Home » Gold price drops amid uncertainty over US core PCE price index data

Gold price drops amid uncertainty over US core PCE price index data

by FX BrokerNews
  • Gold price falls sharply as Fed policymakers maintain a hawkish narrative.
  • The US Dollar strengthens as market expectations for early Fed rate cuts ease.
  • Investors await the US core PCE inflation data for fresh guidance.

Gold prices are facing downward pressure during Wednesday’s European session as Federal Reserve (Fed) policymakers express no inclination to reduce interest rates in the first half of 2024. The prospect of higher interest rates is unfavorable for Gold, a non-yielding asset, as it raises the opportunity cost of holding the precious metal.

Investors are eagerly awaiting fresh signals on the timing of potential rate cuts, with focus shifting to the release of the United States core Personal Consumption Expenditure price index (PCE) data for January on Thursday.
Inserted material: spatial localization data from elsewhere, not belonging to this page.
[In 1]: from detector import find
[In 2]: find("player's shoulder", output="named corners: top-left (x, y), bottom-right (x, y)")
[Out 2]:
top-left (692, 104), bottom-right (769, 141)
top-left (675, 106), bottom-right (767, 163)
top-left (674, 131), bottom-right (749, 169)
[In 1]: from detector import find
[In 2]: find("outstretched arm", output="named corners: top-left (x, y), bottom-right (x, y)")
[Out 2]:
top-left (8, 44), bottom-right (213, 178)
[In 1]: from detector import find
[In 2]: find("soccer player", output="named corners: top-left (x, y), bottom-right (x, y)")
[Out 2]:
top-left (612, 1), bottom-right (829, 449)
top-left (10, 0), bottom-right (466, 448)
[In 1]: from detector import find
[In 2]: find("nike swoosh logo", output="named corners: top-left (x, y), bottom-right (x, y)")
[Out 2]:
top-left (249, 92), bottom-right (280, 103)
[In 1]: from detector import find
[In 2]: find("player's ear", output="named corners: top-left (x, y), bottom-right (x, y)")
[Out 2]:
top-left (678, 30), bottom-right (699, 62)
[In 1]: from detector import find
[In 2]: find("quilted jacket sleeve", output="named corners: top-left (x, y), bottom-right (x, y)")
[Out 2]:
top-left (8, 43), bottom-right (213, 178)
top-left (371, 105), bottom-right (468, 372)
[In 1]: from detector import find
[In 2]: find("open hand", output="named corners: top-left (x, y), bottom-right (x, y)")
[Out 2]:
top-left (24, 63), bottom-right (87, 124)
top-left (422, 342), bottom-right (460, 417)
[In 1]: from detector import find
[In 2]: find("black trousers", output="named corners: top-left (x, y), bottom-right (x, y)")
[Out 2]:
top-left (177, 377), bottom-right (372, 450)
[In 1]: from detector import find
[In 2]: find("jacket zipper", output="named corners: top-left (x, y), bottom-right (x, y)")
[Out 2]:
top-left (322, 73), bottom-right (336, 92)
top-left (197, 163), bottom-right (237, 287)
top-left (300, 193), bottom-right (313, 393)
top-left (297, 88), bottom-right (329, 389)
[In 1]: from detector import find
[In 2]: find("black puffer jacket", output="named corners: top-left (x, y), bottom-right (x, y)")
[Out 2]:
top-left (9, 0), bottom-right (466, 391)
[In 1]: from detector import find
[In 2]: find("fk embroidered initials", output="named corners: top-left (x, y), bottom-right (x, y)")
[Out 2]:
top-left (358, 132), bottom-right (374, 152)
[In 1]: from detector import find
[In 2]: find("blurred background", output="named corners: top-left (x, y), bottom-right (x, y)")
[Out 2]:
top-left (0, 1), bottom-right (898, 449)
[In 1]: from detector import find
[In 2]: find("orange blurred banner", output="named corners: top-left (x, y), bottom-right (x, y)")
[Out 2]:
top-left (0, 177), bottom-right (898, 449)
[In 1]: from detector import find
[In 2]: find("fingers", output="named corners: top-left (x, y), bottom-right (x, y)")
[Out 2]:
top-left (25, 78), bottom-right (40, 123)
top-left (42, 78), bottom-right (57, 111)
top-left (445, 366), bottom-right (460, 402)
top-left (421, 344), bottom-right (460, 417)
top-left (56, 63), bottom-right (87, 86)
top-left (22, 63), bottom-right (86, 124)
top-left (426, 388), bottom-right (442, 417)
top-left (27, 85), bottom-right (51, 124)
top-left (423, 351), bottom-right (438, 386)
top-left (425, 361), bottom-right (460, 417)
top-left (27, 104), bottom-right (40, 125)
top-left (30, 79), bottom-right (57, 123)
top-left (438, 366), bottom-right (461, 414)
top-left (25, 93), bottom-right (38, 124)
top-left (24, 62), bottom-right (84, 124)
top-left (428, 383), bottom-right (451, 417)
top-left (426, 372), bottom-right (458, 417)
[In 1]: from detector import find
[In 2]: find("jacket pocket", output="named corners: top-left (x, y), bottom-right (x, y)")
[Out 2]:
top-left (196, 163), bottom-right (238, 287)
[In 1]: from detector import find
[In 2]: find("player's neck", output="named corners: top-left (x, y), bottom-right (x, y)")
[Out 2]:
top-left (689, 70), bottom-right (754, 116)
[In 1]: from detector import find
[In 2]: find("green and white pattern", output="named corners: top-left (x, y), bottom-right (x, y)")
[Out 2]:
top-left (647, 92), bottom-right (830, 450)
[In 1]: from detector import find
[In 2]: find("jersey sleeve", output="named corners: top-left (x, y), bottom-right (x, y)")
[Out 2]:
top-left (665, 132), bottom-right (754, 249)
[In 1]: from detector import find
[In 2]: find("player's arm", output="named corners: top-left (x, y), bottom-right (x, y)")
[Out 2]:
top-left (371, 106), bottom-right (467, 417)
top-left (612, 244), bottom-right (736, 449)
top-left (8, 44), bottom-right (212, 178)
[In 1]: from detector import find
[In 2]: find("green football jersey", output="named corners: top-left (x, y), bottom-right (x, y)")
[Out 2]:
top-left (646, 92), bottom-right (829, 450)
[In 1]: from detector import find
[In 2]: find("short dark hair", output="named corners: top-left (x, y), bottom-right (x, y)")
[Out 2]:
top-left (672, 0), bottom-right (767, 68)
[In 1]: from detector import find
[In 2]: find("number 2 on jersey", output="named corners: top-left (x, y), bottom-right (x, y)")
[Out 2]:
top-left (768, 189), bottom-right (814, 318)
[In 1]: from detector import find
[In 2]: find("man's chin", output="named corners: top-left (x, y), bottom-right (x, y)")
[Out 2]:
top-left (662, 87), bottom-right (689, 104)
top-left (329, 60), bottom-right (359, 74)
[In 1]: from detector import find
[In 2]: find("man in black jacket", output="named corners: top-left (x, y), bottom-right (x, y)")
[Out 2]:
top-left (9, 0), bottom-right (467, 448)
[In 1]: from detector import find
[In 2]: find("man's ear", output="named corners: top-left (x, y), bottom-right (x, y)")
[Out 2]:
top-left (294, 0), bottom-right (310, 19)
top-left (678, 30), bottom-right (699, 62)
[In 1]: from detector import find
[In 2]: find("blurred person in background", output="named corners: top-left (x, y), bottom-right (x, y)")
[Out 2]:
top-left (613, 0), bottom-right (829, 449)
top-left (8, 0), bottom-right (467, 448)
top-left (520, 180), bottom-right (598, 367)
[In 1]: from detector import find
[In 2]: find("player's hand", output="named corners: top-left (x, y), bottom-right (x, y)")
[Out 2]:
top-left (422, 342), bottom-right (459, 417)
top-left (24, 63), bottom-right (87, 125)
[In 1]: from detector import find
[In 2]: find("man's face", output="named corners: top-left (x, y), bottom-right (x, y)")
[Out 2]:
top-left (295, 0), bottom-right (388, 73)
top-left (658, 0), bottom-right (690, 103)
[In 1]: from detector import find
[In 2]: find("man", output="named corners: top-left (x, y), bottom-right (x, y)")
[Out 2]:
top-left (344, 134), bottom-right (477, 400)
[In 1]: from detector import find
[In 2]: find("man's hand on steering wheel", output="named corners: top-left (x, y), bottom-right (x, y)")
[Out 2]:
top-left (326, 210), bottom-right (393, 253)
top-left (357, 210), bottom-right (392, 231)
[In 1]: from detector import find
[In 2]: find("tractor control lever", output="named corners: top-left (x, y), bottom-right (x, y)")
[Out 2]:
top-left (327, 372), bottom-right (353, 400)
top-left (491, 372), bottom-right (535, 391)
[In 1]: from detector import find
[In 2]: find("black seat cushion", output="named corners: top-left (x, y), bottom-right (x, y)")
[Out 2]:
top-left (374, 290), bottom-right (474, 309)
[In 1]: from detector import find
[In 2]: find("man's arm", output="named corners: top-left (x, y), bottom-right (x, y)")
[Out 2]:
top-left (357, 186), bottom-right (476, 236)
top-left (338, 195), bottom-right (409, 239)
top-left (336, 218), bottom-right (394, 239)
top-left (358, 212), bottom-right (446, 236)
If the underlying inflation data proves to be more persistent than anticipated, market expectations for rate cuts may diminish, leading to a potential decline in Gold prices.

Despite the release of disappointing US Durable Goods Orders data for January on Tuesday, which showed a 6.1% decrease in fresh orders compared to the expected decline of 4.5%, Gold prices failed to see a substantial boost. The weak demand for durable goods hints at a gloomy outlook for consumer spending, contributing to the overall narrative of Gold prices coming under pressure.

Daily Digest Market Movers: Gold price retreats while US Dollar strengthens

Gold prices are trending lower, dipping below the $2,030 mark, while the US Dollar strengthens ahead of the release of the United States core PCE price index data for January, scheduled for Thursday. This key inflation data will offer insights into when the Federal Reserve might consider adopting a more dovish stance in its monetary policy.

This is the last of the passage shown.